BS14 Kill My Darling

Home > Other > BS14 Kill My Darling > Page 13
BS14 Kill My Darling Page 13

by Cynthia Harrod-Eagles


  ‘Why was that?’

  ‘Partly her background – her parents, I mean – and partly her father being killed. You know about that?’

  ‘In the train crash – yes.’

  ‘It was a terrible blow to her, and she had to do all the coping because her mother couldn’t. She had to suppress her feelings and get on with things. And then her mother remarried a basically unsympathetic man, so the protective shell just got thicker, until it became such a habit she couldn’t break it. When she first came to the museum I think she was desperate to talk to someone, but simply didn’t know how. Fortunately we struck up a friendship and—’ She shrugged, elegantly. ‘I was glad to be her confidante.’

  ‘So she didn’t get on with her stepfather?’

  ‘She wouldn’t have liked anyone who took her father’s place. But I gather – I never met him, you understand – that he was somewhat limited. No imagination. Everything by the book because he couldn’t think further than that. And she might have accepted that – her mother, after all, was no Einstein – except that he gave himself airs and claimed a superiority he didn’t have, and used it as the basis for imposing discipline on her.’

  Atherton should be having this conversation, Swilley thought resentfully.
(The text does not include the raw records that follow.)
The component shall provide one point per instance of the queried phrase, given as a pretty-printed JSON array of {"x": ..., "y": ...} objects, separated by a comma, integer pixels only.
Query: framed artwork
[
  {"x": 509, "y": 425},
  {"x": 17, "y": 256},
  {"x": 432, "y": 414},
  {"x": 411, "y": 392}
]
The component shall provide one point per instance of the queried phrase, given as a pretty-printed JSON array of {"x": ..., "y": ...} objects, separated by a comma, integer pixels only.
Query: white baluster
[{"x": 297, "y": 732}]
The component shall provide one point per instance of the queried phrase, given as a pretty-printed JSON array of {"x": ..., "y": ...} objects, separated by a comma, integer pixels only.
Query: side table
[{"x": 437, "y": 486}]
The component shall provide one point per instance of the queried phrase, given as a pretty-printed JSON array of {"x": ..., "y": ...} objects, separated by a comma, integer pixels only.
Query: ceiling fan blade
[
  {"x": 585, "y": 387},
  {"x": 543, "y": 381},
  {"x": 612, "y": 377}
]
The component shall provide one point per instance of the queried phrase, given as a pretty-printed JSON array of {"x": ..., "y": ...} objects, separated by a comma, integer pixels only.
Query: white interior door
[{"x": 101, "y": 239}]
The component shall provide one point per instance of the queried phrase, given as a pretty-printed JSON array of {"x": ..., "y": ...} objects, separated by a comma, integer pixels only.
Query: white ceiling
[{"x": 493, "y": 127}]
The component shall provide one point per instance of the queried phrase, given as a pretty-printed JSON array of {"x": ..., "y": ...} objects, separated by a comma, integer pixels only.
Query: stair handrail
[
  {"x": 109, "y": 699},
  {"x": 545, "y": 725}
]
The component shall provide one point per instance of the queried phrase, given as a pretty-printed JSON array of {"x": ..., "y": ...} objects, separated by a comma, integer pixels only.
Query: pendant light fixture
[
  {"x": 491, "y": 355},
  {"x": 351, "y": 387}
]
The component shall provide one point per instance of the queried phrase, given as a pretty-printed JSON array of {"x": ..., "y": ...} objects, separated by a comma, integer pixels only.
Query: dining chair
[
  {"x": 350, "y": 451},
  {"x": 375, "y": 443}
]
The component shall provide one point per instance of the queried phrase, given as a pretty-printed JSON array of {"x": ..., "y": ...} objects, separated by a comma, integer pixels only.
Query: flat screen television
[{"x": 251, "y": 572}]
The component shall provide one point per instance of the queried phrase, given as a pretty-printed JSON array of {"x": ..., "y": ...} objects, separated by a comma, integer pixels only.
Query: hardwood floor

Or the boss. I’m a solid facts girl. She didn’t like her stepdad, and he tried to make her toe the line. Why dress it up in all this airy-fairy psychobabble? ‘Did he hit her?’

  ‘I didn’t mean discipline in that sense,’ Mrs Ridware said, kindly enough to get up Swilley’s nose.

  ‘But did he hit her?’ she repeated stolidly.

  She hesitated. ‘I think he did, on occasion – but not violently. I don’t want you to think he was beating her, or anything like that. Not that Nigel and I believe in corporal punishment – we would never hit Poppy or Oliver – it sends all the wrong signals and teaches the wrong values. But many people believe that the occasional slap is justified, and I suppose Melanie’s stepfather was one of them. Of course, she was too old by then to do other than resent it, especially as he wasn’t her real father. They used to have tremendous arguments, she told me. I think it was a relief all round when she left home.’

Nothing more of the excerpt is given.